Sobre o cenário externo, Carlos Viana afirmou que há sinais de crescimento econômico global mais forte. " A gente vinha tendo sequência de revisões de crescimento global para baixo. Esse momento parece ter se encerrado e a gente passa a ver algumas revisões de crescimento para cima: a área do Euro com números melhores, Japão também com números melhores...”, explicou o diretor. “Completando esse quadro nós temos uma melhoria nos números de inflação nas economias desenvolvidas que vinham experimentando inflação especialmente baixa e abaixo das metas de vários países.
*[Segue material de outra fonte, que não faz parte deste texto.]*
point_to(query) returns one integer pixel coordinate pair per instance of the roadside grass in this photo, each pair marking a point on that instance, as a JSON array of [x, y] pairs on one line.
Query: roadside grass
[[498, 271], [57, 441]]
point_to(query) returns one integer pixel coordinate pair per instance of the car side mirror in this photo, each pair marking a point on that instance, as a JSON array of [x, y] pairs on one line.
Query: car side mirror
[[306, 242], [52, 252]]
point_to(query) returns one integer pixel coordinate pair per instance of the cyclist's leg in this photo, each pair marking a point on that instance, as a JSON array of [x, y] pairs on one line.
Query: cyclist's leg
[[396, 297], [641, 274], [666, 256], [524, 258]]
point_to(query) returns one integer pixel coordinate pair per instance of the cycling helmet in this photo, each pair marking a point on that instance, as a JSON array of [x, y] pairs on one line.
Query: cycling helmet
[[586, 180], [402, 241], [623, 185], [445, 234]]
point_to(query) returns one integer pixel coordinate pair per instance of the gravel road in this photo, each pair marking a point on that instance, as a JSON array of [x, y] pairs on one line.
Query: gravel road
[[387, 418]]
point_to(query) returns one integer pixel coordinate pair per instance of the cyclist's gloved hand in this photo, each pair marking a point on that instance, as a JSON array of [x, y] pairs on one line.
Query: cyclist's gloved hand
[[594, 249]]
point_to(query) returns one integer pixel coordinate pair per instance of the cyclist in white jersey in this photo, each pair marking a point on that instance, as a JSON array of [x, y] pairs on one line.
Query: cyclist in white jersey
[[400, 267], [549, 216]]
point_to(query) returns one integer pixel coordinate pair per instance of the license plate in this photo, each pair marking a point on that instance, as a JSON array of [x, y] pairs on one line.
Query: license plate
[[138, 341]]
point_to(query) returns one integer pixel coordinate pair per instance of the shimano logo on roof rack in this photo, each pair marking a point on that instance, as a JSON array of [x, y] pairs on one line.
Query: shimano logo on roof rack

Esse processo reverteu e as projeções agora indicam inflação retornando para patamares mais confortáveis, mais próximos das metas, no caso de alguns desses países."
PIB
O diretor Carlos Viana ressaltou ainda que o cenário básico do Copom contempla sinais compatíveis com a estabilização da atividade econômica no curto prazo e retomada gradual da atividade ao longo do ano de 2017. "A economia segue operando com nível elevado de ociosidade. No âmbito externo, o cenário continua bastante incerto. A atividade econômica global tem se mostrado mais forte e isso tem tido efeito positivo sobre preços das commodities, com melhoria do termo de troca para uma série de países, dentre os quais o Brasil. Entretanto, há incerteza sobre a continuidade desse crescimento global e também sobre a manutenção do atual patamar dos preços das commodities", concluiu.